As time went on, and as my fun loving-crazy-21-something-self grew up, the weight packed on. The low number on that small plastic square slowly became a memory of better health & a happier me. Even having to look at my license became painful, but I kept it because I loved the photo. Sure, there were points where I may have been close to that weight, but 5 years later I was now 30lbs above that beautiful number.
I always had a fear that someone would look at my license, look at me & then back at my license, and not believe it was the same person. It wasn’t until someone stole my wallet that I was forced to get a new license. I put it off for months hoping that my license would magically be returned to me. No such luck. The time had come and I had to face what i had so easily ignored.
I sat at the DMV filling out my form and I skipped over the weight section to answer the rest of the questions. Finally I circled back & wrote in a number. Then I scratched it out and wrote another number. The last number was the one went with.

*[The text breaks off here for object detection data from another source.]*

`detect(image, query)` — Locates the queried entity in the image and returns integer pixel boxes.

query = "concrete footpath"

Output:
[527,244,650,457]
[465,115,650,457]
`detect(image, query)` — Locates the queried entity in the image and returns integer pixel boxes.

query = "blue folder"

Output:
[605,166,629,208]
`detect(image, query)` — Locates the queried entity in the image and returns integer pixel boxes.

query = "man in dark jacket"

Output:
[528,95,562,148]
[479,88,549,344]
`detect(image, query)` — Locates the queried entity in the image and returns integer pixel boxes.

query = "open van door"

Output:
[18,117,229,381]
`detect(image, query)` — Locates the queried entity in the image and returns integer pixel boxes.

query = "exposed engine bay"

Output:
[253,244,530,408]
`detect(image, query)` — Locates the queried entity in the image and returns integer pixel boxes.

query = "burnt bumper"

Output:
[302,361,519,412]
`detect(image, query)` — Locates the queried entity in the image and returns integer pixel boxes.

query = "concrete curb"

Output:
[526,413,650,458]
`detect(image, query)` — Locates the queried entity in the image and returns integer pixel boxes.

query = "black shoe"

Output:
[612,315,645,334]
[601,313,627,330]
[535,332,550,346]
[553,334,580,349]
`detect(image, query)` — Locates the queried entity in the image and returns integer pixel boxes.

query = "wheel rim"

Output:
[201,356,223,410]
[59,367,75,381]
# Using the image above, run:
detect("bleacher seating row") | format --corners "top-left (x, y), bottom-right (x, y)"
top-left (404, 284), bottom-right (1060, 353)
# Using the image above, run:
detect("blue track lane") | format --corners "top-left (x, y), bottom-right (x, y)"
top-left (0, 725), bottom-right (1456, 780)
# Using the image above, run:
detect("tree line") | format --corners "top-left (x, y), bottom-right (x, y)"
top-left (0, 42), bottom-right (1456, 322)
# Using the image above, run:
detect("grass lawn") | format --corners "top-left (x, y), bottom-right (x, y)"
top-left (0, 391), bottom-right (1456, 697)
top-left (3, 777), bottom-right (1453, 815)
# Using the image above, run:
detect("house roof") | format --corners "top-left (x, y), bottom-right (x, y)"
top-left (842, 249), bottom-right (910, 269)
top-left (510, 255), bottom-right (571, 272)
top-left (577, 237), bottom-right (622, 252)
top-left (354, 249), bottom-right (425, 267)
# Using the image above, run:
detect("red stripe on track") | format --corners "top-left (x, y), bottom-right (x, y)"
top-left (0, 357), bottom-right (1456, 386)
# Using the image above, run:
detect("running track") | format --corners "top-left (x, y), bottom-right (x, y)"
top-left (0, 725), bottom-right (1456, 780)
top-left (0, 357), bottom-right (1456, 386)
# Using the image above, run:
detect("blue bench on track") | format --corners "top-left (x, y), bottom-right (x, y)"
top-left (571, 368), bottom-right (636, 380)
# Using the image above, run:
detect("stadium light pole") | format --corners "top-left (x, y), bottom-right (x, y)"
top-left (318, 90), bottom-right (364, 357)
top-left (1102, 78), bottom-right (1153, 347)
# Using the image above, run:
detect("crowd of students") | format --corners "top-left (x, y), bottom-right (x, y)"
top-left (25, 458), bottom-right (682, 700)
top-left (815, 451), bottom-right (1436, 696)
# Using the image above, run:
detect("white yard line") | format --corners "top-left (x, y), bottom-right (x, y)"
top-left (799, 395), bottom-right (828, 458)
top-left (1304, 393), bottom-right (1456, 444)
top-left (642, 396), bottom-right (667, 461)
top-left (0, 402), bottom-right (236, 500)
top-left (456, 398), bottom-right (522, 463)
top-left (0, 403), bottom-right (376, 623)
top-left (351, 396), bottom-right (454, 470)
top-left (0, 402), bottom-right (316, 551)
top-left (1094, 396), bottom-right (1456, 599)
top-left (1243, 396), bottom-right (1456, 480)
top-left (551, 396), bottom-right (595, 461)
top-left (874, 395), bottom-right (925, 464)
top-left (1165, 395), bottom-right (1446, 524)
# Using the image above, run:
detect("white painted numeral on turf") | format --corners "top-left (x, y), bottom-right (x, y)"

I’m not going to tell you the number I wrote, or if it was close to the reality of what I weigh now. But I will tell you that I lied. I lied & I felt horrible & guilty. I felt horrible because I realized how fat I had actually become. I felt guilty because
I had became one of “those” people who lied about their weight on their license.
It was, among other slap-in-the-face situations such as this, a wake up call. There is always more to something than what appears on the surface. I believe there’s a whole story & particular emotions behind every pound on my body. With the help of God I’m determined to figure it out, face it head on, then let it go.
I may never be the weight I was at 21 year old. But I’m I’m determined to have peace in my soul & love for my body again. I want to be healthy, and proud in my own skin. And I don’t want to shamefully lie about my weight on my license ever again.